Cigars on Graduation Day

Informant: Sebastian Williamson. 21 years old. Born in Mexico. My brother and USC student.

Informant:“Sophomore year of high school I went to a boarding school in Concord, New Hampshire. One of the traditions at St. Paul’s is that when the seniors graduate they smoke cigars on the lawn after receiving their diplomas. I had never seen this ritual before. I remember seeing the seniors smoking cigars with their fellow graduates, taking pictures with their parents, and showing off their diplomas. A friend explained to me that the father buys the cigar—usually an expensive one—to signify a rite of passage into adulthood. Some of the teachers are not too happy with this tradition as smoking is prohibited on campus, yet this tradition is an exception. It has been such an old tradition in boarding schools that the administration accepts it. It is really a symbol of maturity and the next chapter in one’s life. I left boarding school after that year and finished high school in Mexico. When I graduated, I actually decided to smoke a cigar. Even though I was only at St. Paul’s school for one year, I wanted to bring a part of that experience to my graduation in Mexico. HA! What’s funny is that the school’s principal told me I couldn’t smoke so I just took several pictures.”
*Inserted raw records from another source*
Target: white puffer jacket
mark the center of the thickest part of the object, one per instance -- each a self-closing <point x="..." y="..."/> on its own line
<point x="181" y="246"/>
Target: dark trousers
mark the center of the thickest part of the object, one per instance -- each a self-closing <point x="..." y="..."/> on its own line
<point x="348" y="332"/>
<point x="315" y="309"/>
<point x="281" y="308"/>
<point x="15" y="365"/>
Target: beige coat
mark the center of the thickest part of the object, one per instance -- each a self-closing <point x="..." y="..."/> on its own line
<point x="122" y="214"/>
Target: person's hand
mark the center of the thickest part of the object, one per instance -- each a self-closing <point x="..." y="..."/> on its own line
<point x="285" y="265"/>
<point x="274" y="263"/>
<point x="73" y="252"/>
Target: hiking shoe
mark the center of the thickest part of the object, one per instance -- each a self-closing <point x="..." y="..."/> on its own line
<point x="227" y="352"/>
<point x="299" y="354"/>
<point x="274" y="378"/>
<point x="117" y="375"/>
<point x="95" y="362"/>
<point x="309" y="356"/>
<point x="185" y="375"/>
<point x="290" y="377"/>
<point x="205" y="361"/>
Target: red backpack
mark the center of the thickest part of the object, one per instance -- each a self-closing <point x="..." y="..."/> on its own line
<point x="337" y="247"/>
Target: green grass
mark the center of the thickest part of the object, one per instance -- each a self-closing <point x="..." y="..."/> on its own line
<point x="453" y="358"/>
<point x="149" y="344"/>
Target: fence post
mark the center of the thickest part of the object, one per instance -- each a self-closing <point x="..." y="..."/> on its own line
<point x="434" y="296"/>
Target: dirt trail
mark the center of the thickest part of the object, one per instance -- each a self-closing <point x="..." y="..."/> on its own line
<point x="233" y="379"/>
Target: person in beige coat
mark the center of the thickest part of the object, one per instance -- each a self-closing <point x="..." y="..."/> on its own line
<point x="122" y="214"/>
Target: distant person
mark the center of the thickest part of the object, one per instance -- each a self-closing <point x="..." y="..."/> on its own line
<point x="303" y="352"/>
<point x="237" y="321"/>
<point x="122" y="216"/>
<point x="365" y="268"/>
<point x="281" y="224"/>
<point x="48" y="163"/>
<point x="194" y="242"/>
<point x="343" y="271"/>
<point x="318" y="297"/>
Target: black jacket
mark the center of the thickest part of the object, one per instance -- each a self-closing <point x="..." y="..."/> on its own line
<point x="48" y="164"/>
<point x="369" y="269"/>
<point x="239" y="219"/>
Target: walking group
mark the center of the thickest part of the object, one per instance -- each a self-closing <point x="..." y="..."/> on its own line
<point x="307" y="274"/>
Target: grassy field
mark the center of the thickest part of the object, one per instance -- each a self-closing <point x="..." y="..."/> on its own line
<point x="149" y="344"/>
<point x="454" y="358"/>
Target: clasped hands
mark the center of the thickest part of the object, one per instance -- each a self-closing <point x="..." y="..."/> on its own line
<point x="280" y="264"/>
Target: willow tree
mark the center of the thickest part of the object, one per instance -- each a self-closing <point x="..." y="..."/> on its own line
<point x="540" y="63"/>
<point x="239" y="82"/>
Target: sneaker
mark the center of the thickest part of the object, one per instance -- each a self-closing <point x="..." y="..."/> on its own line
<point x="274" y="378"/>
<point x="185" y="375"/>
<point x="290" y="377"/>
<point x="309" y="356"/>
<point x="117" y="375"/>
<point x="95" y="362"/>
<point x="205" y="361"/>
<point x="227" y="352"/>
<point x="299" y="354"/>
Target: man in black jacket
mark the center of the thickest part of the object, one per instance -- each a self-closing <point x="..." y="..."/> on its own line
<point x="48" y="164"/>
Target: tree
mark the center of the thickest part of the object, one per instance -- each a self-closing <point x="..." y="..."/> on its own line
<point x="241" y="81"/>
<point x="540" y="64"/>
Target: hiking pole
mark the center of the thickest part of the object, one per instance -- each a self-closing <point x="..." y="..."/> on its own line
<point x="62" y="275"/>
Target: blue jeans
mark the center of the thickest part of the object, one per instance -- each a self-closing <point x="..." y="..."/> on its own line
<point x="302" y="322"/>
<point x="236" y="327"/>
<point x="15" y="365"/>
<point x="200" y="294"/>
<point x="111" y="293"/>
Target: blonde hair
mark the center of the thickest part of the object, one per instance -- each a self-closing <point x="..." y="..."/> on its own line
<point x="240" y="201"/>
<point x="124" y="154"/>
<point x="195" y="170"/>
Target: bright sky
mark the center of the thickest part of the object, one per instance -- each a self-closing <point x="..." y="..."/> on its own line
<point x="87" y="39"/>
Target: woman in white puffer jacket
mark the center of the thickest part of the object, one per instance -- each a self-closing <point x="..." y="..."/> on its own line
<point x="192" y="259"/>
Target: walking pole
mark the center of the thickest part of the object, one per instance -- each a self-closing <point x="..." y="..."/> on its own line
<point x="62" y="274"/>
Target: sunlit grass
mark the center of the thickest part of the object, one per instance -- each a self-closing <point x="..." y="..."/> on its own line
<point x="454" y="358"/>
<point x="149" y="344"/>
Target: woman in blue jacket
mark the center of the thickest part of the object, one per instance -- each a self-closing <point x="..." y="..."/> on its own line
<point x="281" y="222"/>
Thoughts: The cigar ritual at boarding schools is very traditional and old. Just like my brother, I went to boarding school but actually graduated from there. After receiving my diploma, I went to the lawn and smoked a cigar with my friends. This tradition of smoking cigars after graduation is a good example of a ritual done in order to enter into adulthood. Interestingly, my father didn’t buy me the cigar as I never told him about the tradition so I had to find an extra one from a friend. My brothers experience is really unique. His decision to smoke the cigar in Mexico was more about wanting to keep in touch with his boarding school tradition and I thought it was a great idea. In Mexico, since this tradition does not exist it makes sense that the administration got mad.